Spain. Madrid. Maria Sanchez, a 42-year-old robotics engineer, knew early on she wanted to give birth and experience motherhood. At the age of 33, she and her former wife started considering their options. They visited multiple fertility clinics where, in her opinion, “it seemed they barely knew what a lesbian was.” María then designed a process herself and started looking for donors. Nine years later Maria shares her story and her vision of family love with Transcontinental Times.
LGTBQ families and planned parenthood
“I knew I wanted to feel motherhood’s unconditional love. I also knew that waiting for the perfect person…consumes time. I had thought about doing it alone before, and I could have done it. When I decided to go for it I had a partner, so we did it together.”
At that time no clinic in Madrid offered a fertility process for LGTBQ families. In Vitro Fertilization (IVF) can be long and stressful for which a supportive environment is crucial. “In one clinic they wanted us both to do fertility tests when only I was getting pregnant. In another one, I was asked in front of my wife if I was a virgin. A virgin! I don’t think they were malicious or discriminatory. I believe the problem was one of ignorance.”
In recent years, Madrid has seen the integration of LGTBQ-oriented fertility processes in clinics. Maria says that regardless of the multiple misconceptions, she does not remember it with resentment. The problem was elsewhere. “To create human life is the most serious thing you can do. In the clinics, we could only choose the child’s race and avoid near-sightedness. That does not cover what you need to know about a donor.” She posted an ad in related forums, and donor proposals flooded in.
Maria’s donor selection process
Maria applied her analytical skills and conducted thorough interviews with several candidates for over a year. The inspiration for such thoroughness was simple: “How do you know if a donor is a good person?” Her criteria included intelligence and a rich personality. And since she trusts her body’s wisdom, she also required that there was a physical attraction. She was adamant about beautiful feet and a small-headed donor. “Piece of advice, a smaller head is more manageable during birth. I can identify good donors miles away now,” she adds laughing.
A match was found: The father, a physicist and cello player, is married and had a child already. She offered money in her ad, but the father refused. It was such a trusting and open process that he confessed he would have felt uncomfortable accepting money. They discussed his role in their son’s life conscientiously.

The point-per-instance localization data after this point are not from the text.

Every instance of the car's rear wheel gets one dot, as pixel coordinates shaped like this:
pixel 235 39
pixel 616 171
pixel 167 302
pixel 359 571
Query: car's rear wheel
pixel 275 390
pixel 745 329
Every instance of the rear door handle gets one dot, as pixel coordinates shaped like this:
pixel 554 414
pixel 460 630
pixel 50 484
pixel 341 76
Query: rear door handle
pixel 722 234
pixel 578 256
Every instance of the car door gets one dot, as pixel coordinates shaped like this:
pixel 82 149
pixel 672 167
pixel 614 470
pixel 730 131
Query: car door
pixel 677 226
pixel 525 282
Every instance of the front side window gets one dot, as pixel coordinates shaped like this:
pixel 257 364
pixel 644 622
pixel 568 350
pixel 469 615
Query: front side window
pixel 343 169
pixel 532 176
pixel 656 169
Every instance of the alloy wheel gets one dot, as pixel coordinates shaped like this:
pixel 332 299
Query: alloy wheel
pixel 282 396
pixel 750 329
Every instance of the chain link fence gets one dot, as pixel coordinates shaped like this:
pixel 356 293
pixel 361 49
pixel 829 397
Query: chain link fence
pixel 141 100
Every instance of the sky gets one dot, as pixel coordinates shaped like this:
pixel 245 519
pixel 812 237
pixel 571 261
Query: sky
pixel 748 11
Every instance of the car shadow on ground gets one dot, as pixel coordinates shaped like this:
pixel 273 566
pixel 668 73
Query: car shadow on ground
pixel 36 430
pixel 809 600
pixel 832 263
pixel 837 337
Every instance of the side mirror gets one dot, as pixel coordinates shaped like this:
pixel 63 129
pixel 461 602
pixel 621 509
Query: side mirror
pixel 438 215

They agreed that no contact would be made between the child and the father. None. “We were very careful stating the scope of the interaction: no rights, no compensation, no intervention. I send him pictures sometimes, and sometimes we talk on the phone. Boundaries are very clear though, and we both agree to keep them like this.”

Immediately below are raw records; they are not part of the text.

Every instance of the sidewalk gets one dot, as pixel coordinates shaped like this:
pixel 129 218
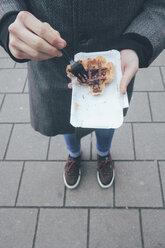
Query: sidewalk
pixel 37 211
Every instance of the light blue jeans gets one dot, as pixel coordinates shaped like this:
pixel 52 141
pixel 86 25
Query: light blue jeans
pixel 103 145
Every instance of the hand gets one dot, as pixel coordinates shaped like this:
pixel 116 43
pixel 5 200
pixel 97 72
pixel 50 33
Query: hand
pixel 29 38
pixel 130 66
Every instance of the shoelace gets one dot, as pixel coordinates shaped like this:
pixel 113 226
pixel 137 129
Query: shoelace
pixel 71 165
pixel 103 165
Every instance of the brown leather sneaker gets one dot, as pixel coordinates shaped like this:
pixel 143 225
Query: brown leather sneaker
pixel 105 171
pixel 72 172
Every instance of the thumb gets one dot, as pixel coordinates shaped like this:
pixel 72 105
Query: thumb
pixel 126 78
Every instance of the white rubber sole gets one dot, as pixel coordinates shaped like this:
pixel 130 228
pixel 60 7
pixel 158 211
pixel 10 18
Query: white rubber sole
pixel 75 185
pixel 105 186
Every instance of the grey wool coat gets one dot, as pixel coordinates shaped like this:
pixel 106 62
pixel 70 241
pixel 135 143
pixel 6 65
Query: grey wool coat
pixel 87 26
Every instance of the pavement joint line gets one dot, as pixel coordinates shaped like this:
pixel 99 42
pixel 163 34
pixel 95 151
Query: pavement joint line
pixel 25 84
pixel 161 74
pixel 128 122
pixel 19 185
pixel 149 104
pixel 64 198
pixel 91 145
pixel 47 155
pixel 141 228
pixel 13 69
pixel 88 227
pixel 161 185
pixel 84 207
pixel 2 102
pixel 14 93
pixel 11 131
pixel 114 191
pixel 116 161
pixel 133 140
pixel 36 228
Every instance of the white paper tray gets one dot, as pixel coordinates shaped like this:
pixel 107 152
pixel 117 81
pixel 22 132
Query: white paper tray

Maria inseminated herself in the back seat of her car and got pregnant straight away. Alistair was born healthy nine months later. Her wife decided to use the same donor’s sperm and she gave birth to twin girls.
Maria’s inclusive family
“Because [my wife and I] separated, the kids have four mothers, but we have a trusting relationship. Our children face challenges, of course, they are different! Sometimes when they say this, teachers think they are pulling their leg. If they encounter phobias and discrimination they will have the tools to face them. It is an opportunity for them also.”
All the children are nine years old now, and they haven’t as yet posed questions about their father. They know the story as close to reality as they can understand. Maria is very clear that when her children ask, she will be honest. “And if they want to meet him eventually, well, I’ll talk to him, and I’ll facilitate it. I want to do this right.”

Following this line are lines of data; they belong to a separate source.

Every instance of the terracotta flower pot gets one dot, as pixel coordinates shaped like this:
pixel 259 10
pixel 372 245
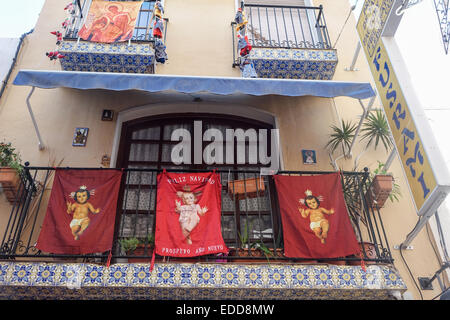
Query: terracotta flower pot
pixel 379 190
pixel 10 181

Doing it right: honesty, responsibility, and coherence
Maria makes decisions in her life that implement how she would like the world to be. She strives for justice, fairness, and honesty, even if it goes against her interests. She feels proud of her choices, like earning 20,000€ less per year to spend more time with her children.
“I think it is vital to be generous and courageous and let people express themselves. To share your story, to show that you can serve as an example to others.”
“I had never stated my sexual preferences until I got pregnant.” Until then her co-workers had no clue she preferred women. Now she shares her life choices openly and respectfully. For Maria there is no right kind of love: “Love always adds and there are many different types of love. No love is better than any other, and all types can co-exist. Diversity is enriching and that’s also why it’s important to be open and share the love.”
Whatever lies ahead, whatever choices María and her family will have to make, they will surely be coherent with their ideals and respectful of their children. The steps they have taken so far portray the personal vision of the world they want to live in. A world where love and authenticity are a gift, and not a threat. A world where black and white judgments lose importance and life’s enriching nuances are accepted.